Data movement patterns explained (ETL, ELT, CDC & more)
This matters because reliable transformation is becoming a strategic layer in analytics delivery, improving trust, reuse, and the quality of business-facing data products.
Data movement patterns explained (ETL, ELT, CDC & more)
ETL, ELT, batch, CDC, reverse ETL—learn the key data movement patterns and when to use each.
Editorial Analysis
The formalization of data movement patterns—ETL, ELT, CDC, reverse ETL—signals a maturation in how we architect analytics infrastructure. What strikes me is that dbt Labs is positioning transformation as the connective tissue between raw data and business outcomes, not an afterthought. This matters operationally because teams can no longer afford ambiguity about *when* and *where* transformation happens.
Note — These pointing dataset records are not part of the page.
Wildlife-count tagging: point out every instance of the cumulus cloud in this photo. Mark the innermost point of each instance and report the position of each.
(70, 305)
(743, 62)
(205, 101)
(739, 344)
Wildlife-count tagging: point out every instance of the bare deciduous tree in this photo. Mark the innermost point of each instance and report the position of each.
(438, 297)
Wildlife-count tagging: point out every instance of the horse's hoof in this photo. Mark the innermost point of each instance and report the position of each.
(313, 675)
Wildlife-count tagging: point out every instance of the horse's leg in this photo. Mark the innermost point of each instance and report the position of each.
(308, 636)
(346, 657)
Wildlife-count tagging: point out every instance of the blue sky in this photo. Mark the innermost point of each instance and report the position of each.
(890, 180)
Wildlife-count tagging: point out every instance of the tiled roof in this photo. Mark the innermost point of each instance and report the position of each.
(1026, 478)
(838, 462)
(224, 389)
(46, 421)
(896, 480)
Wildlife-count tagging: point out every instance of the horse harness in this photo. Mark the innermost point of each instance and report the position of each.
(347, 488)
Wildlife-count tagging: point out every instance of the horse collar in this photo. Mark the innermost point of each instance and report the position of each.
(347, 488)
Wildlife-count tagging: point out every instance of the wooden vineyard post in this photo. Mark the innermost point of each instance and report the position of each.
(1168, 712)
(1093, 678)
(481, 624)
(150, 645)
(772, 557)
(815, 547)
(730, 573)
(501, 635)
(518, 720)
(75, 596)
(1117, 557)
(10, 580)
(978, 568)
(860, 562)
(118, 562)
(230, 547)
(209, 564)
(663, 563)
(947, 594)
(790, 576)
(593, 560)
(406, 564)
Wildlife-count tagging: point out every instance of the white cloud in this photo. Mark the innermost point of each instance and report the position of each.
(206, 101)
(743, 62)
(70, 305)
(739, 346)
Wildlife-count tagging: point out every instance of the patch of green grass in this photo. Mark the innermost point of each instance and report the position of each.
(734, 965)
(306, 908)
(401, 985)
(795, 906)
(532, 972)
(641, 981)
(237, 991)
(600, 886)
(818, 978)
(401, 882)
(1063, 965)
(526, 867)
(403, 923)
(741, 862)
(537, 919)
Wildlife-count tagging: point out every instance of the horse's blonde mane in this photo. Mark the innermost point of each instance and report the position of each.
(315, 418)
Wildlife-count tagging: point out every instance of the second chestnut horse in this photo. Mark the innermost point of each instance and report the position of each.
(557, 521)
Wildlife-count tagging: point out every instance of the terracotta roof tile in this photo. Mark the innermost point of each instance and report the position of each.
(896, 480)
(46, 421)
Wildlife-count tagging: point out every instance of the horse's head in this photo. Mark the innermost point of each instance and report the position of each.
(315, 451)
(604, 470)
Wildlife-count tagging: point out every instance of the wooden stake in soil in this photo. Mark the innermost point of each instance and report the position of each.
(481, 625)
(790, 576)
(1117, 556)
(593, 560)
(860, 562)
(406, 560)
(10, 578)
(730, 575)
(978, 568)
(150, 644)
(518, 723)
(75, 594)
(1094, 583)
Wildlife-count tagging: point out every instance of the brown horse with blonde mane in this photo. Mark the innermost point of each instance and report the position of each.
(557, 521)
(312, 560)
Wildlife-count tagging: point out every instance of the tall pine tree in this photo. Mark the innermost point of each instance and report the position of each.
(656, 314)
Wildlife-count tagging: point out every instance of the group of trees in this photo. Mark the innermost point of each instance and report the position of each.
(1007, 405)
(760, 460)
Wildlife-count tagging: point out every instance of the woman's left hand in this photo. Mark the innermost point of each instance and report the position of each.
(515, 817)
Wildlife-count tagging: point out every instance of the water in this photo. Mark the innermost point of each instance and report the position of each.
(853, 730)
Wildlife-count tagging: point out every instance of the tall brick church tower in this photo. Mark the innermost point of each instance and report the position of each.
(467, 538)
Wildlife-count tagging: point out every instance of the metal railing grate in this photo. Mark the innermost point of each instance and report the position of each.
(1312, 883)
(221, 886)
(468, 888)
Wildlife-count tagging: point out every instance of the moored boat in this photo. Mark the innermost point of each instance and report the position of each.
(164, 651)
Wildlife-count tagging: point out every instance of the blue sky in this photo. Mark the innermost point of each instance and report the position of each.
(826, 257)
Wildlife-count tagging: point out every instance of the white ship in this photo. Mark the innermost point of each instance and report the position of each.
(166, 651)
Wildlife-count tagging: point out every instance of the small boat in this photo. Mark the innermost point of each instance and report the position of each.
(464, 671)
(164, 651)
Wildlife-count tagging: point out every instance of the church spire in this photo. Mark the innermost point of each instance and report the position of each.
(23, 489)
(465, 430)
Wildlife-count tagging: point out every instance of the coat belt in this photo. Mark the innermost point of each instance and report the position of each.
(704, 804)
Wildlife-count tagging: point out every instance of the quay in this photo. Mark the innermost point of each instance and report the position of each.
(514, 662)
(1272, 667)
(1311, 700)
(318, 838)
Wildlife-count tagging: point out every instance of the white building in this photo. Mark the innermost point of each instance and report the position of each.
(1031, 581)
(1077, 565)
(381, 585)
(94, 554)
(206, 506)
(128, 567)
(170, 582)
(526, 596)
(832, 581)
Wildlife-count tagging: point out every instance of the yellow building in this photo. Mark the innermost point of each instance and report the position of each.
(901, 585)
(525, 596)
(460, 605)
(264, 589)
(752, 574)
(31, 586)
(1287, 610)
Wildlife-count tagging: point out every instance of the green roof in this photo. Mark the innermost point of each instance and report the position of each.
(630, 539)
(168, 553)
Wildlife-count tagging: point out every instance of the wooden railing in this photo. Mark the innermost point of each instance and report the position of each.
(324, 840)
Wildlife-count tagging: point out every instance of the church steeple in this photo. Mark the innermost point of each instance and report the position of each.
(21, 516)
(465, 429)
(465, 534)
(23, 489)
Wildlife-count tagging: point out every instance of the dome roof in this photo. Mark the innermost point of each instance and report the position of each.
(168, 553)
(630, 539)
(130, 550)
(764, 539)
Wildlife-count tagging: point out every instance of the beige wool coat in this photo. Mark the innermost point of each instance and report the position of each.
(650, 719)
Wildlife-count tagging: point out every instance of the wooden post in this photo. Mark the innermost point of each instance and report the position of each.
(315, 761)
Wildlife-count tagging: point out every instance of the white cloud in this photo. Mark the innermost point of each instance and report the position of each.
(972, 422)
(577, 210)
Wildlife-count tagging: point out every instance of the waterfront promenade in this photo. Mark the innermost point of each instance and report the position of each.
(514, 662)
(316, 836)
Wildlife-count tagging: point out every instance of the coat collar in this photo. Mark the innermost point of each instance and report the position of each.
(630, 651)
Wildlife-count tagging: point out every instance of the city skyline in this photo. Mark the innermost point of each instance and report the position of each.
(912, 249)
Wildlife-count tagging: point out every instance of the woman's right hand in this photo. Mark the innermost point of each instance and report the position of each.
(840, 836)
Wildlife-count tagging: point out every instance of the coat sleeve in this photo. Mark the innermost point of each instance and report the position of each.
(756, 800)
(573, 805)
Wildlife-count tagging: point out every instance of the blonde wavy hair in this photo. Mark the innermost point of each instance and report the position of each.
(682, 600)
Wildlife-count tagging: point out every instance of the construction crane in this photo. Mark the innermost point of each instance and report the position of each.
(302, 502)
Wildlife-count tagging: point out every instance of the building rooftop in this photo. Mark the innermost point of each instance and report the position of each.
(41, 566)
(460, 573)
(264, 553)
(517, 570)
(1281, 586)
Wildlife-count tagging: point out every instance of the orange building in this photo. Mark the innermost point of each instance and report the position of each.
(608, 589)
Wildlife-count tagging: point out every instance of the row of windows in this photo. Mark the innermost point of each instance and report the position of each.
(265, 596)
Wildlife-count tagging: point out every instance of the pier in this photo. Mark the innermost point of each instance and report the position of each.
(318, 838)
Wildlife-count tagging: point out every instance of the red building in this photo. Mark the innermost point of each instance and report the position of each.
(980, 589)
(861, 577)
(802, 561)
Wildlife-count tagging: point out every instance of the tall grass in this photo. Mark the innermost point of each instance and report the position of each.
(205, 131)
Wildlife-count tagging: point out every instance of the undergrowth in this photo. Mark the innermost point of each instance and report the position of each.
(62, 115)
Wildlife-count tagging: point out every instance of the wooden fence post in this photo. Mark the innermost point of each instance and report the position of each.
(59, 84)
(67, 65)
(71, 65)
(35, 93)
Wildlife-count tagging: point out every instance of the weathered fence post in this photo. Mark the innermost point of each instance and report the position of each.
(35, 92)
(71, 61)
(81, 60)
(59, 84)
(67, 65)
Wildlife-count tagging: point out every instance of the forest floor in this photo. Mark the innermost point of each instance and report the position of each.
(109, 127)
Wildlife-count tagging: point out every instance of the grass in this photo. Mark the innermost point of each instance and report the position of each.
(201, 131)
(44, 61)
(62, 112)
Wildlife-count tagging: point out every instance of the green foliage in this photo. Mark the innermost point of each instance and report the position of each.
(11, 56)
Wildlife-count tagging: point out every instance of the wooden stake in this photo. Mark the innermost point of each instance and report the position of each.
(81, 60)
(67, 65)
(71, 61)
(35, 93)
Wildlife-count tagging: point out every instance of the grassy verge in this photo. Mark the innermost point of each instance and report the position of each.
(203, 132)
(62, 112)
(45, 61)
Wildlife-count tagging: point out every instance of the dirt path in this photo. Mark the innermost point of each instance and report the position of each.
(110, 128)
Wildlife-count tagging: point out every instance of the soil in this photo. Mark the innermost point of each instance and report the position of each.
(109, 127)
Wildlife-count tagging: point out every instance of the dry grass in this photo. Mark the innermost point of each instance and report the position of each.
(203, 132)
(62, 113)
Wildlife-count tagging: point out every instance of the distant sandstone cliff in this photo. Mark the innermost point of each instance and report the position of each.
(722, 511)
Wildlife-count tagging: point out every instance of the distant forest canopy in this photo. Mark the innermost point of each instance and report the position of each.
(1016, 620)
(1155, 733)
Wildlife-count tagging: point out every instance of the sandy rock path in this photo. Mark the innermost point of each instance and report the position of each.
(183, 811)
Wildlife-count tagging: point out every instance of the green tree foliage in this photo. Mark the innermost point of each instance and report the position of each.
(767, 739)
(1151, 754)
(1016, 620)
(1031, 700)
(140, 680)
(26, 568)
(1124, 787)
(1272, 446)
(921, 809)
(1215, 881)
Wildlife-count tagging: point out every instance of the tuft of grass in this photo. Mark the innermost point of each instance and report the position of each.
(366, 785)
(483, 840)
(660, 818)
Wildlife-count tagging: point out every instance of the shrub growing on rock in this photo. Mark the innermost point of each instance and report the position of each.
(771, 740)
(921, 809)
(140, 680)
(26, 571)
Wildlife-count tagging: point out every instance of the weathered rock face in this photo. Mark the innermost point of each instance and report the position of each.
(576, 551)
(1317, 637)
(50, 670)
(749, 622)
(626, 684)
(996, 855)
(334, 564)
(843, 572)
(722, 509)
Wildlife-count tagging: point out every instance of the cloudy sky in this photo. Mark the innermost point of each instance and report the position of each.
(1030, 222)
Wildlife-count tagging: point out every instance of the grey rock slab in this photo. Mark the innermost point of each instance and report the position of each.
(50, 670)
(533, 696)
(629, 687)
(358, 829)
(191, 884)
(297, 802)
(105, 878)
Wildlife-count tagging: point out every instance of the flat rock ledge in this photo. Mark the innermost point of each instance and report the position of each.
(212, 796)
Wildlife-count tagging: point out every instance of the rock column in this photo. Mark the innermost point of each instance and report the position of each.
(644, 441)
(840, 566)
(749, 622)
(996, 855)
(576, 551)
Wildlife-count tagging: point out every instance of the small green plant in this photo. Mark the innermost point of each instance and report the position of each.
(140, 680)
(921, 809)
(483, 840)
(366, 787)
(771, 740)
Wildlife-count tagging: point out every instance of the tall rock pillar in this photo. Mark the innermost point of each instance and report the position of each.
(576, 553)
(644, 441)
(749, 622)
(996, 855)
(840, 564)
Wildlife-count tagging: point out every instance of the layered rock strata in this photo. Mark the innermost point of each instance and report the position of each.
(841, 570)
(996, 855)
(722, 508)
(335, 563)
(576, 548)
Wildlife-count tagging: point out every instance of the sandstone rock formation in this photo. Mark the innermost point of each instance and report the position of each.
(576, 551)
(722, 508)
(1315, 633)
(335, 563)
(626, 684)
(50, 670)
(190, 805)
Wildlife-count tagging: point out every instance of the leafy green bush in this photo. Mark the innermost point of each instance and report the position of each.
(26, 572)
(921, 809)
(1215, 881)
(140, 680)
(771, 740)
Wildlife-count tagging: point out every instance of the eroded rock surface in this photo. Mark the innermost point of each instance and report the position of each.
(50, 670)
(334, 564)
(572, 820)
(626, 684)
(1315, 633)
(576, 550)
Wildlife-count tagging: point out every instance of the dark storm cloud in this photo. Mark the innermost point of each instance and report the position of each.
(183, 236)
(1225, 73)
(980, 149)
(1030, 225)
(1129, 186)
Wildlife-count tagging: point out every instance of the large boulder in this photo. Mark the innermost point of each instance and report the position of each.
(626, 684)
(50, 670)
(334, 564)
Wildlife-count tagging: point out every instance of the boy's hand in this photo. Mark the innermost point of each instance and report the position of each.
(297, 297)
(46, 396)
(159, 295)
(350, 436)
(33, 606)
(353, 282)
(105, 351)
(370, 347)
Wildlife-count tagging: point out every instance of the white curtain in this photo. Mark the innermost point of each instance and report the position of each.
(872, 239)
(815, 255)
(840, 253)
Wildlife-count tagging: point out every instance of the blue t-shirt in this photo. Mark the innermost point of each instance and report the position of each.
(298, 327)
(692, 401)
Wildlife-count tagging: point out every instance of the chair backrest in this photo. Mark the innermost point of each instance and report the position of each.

CDC patterns, for instance, enable real-time analytics without full table scans, but require different lineage tracking and monitoring than batch ELT. The shift toward governance and AI tags suggests organizations are finally treating data pipelines as first-class products. My recommendation: audit your current movement patterns honestly. Most teams I work with have accidental hybrids—some CDC flows, some batch, minimal documentation. Standardizing around patterns, documenting them explicitly in dbt and your orchestration tool, and measuring quality metrics per pattern gives you the operational clarity needed to scale.